Björn hingegen hatte ungewollt einig Szenen aus dem Film bereits vor dem Film nachgespielt und sich dabei das Jochbein an einem Fiesta gebrochen. Olli hingegen musste sich am Samstag gegen einen Strom von Gladbachaffen durch den Hauptbahnhof kämpfen und ich hatte eine Anzahl repräsentativer Mützen mitgebracht, denn so ganz normal konnte man ja nicht in diesen Film gehen.

Schließlich war die gesamte Bremer Fixieszene da – alle Sieben. Vor dem Kino fuhren unglaubliche Kisten auf und ab. Eine hatte sogar keine Bremsen, ich hab das genau gesehen. Olli kaufte uns allen ein Bier und schwupp waren wir drin und der Film ging los.

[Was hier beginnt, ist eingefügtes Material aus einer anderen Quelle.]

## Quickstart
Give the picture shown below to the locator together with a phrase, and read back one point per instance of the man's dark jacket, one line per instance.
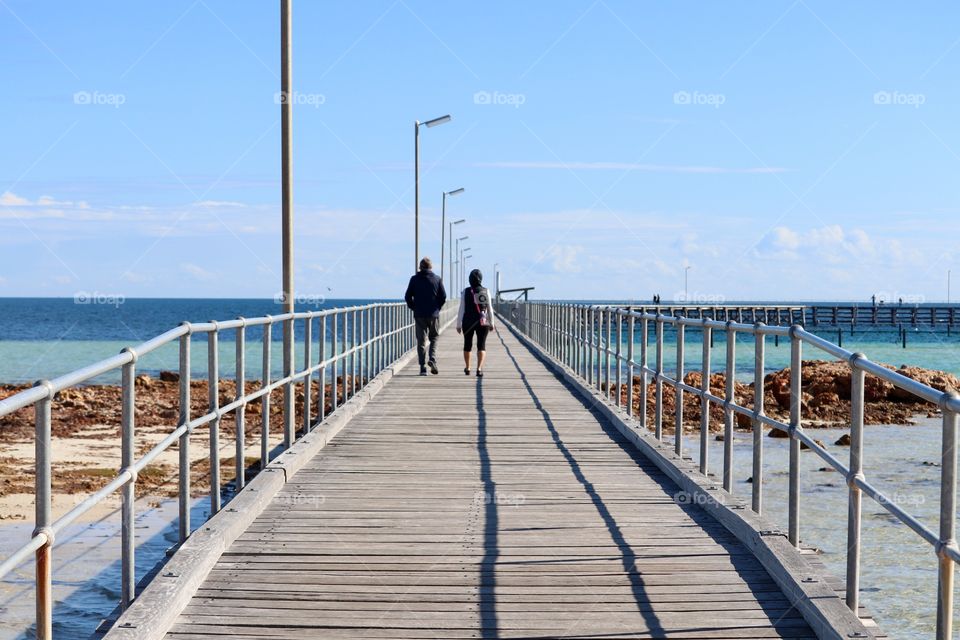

Ich kann mich nicht mehr genau an de Handlung erinnern, es war sehr kompliziert, etwa wie „Im Namen der Rose“ oder bei „Drowning by Numbers„. Normalerweise mag ich so intellektuelles Zeuch ja nicht, da aber eine Menge Räder drin vorkamen und wilde Verfolgungsjagden durch New York City etwa 95% des Filmes ausmachten war ich doch sehr angetan. Ich will nicht die Spannung verderben Leute, aber keine Sorge, am Ende geht alles gut aus.

Die Hauptdarsteller sind ein Typ auf einem Fixie („I like to ride / Steel Frame / Fixed Gear / No brakes“ ist sein Mantra), ein Typ auf einem Rennrad (nicht so netter Kollege), ein Typ auf einem Trekkingrad (Polizist) und ein Typ in einem Auto (fieser Cop). Daneben gibt es noch ein paar Frauen im Radsport, ist aber nicht sooo wichtig für de Handlung.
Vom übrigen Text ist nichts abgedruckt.